Em Ct 8, 8-10 diz: “Nossa irmã é pequenina e ainda não tem seios; que faremos à nossa irmãzinha quando vierem pedi-la? Se é uma muralha, nela faremos ameias de prata, e se é uma porta, nela poremos pranchas de cedro. Eu sou muralha — e meus seios são torres, aos seus olhos, porém, sou a mensageira da paz”.
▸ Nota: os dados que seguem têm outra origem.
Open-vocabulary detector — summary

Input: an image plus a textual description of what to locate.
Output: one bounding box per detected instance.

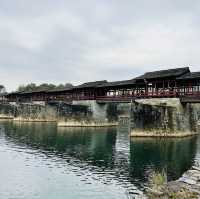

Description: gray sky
[0,0,200,91]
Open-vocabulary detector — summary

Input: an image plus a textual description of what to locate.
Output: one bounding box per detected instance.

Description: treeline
[17,83,73,92]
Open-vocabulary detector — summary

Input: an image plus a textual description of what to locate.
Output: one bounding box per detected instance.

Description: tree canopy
[17,83,73,92]
[0,85,6,93]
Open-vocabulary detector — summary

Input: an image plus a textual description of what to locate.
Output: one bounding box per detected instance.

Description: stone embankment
[146,166,200,199]
[0,101,118,127]
[58,121,118,127]
[130,98,200,137]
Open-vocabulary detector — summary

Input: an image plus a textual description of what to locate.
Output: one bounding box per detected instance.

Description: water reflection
[0,122,197,195]
[130,137,197,185]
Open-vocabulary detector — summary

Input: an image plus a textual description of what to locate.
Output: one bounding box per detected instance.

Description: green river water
[0,122,200,199]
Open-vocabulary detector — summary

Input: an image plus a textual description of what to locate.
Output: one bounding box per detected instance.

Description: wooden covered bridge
[5,67,200,103]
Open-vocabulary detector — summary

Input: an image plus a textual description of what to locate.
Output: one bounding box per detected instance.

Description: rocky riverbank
[146,166,200,199]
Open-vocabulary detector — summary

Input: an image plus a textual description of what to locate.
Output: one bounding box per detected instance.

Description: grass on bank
[146,170,198,199]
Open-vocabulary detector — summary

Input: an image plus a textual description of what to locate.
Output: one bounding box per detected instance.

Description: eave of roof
[73,80,107,89]
[98,79,135,88]
[177,72,200,80]
[135,67,190,80]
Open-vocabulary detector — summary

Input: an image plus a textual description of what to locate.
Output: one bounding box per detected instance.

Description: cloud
[0,0,200,90]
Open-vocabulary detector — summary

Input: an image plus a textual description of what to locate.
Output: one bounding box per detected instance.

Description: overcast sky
[0,0,200,91]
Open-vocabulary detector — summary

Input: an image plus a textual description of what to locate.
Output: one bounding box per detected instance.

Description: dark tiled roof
[7,91,21,96]
[74,80,107,89]
[98,79,135,88]
[135,67,190,80]
[47,86,73,93]
[19,89,47,95]
[177,72,200,80]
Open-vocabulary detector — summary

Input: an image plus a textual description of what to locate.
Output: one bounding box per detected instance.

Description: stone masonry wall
[131,98,200,133]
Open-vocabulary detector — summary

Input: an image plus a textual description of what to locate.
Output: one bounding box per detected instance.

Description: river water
[0,122,200,199]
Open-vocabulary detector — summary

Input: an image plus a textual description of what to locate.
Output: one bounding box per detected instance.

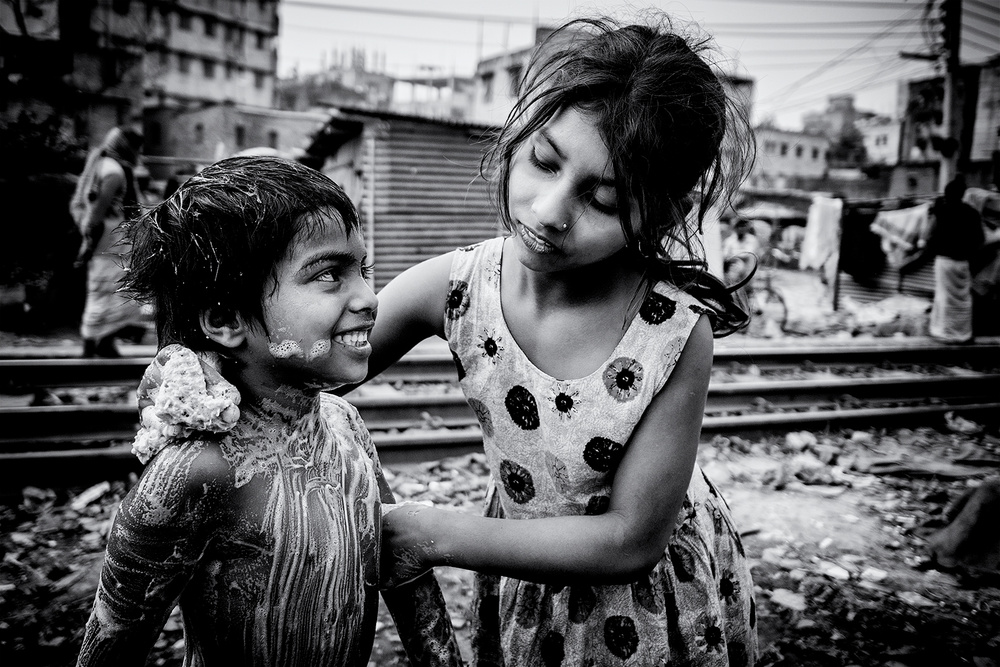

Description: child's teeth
[334,331,368,347]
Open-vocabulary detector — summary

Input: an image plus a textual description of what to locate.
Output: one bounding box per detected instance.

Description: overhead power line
[282,0,537,25]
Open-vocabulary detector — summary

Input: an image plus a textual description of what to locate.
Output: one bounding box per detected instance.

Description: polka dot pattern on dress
[603,357,643,403]
[500,459,535,505]
[504,384,539,431]
[639,292,677,326]
[583,436,625,472]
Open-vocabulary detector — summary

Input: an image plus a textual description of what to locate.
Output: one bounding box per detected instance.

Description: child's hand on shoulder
[379,501,441,590]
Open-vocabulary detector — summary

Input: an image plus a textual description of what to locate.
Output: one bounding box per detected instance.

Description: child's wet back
[79,158,460,666]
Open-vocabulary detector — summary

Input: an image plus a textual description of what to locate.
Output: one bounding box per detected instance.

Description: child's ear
[198,308,247,349]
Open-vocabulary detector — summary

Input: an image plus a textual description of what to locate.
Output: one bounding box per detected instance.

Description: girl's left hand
[379,502,440,590]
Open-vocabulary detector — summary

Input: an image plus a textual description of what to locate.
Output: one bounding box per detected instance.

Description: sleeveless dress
[445,238,757,667]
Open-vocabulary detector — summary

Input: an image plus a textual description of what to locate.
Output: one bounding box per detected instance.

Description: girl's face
[247,218,378,389]
[508,109,626,271]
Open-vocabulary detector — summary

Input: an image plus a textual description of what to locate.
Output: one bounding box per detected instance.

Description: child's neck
[234,370,320,425]
[504,247,643,307]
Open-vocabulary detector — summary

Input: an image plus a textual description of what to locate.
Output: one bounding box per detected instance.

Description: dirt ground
[362,425,1000,667]
[0,423,1000,667]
Os irmãos estão preocupados com o futuro social de sua irmã menor e indefesa diante da vida. Querem encontrar uma solução em consonância com suas habilidades: Se é uma muralha, nela faremos ameias (abertura no parapeito das muralhas de um castelo ou fortaleza) de prata, e se é uma porta, nela poremos pranchas de cedro. Em todo caso, querem os irmãos que prospere na vida social e que brilha sua grandeza de mulher. O dilema levantado pelos irmãos é resolvido pela irmãzinha dizendo que é muralha, e compara seus seios às torres. Em todo caso, ela dá por resolvido o problema do seu futuro, já que encontrou a paz. São João da Cruz comenta Ct 8, 8-10: “Nossa irmã é pequenina e ainda não tem seios; que faremos à nossa irmãzinha quando vierem pedi-la? Se é uma muralha, nela faremos ameias de prata, e se é uma porta, nela poremos pranchas de cedro. Eu sou muralha — e meus seios são torres, aos seus olhos, porém, sou a mensageira da paz”. Compreende aqui por forças e defesas prateadas, as virtudes fortes e heroicas, envoltas na fé, significada pela prata; estas virtudes heroicas são já as do matrimônio espiritual que assentam sobre a alma forte, simbolizada pelo muro, em cuja fortaleza repousará o ESPOSO de paz, sem mais perturbação de fraqueza alguma. Entende por tábuas de cedro as afeições e propriedades do sublime amor, aqui figurado no cedro, – amor característico do matrimônio espiritual. Para guarnecer com ele a ESPOSA, torna-se mister que ela seja porta, isto é, dê entrada ao ESPOSO, mantendo aberta a porta da vontade para ele, por total e verdadeiro sim de amor, – o sim do desposório, dado já antes do matrimônio espiritual. Pelos peitos da ESPOSA exprime também este mesmo amor perfeito que lhe convém ter para comparecer diante do ESPOSO, Cristo, a fim de operar-se a consumação de tal estado. Diz, porém, o referido texto que a ESPOSA respondeu logo, abrasada no desejo de chegar a essas alturas: Eu sou muralha – e meus seios são torres. Como a dizer: Minha alma é forte, e meu amor sublime, não seja esta a dúvida. O mesmo deu a entender, nas precedentes canções, a alma ESPOSA, com o seu desejo de transformação e união perfeita; mormente o fez nesta que acabamos de explicar, na qual coloca diante do ESPOSO, para mais o obrigar, as virtudes e disposições preciosas que dele recebeu. O mesmo Santo explica Ct 8, 10: “Eu sou muralha – e meus seios são torres”. Como a dizer: Minha alma é forte e meu amor sublime, não seja esta a dúvida.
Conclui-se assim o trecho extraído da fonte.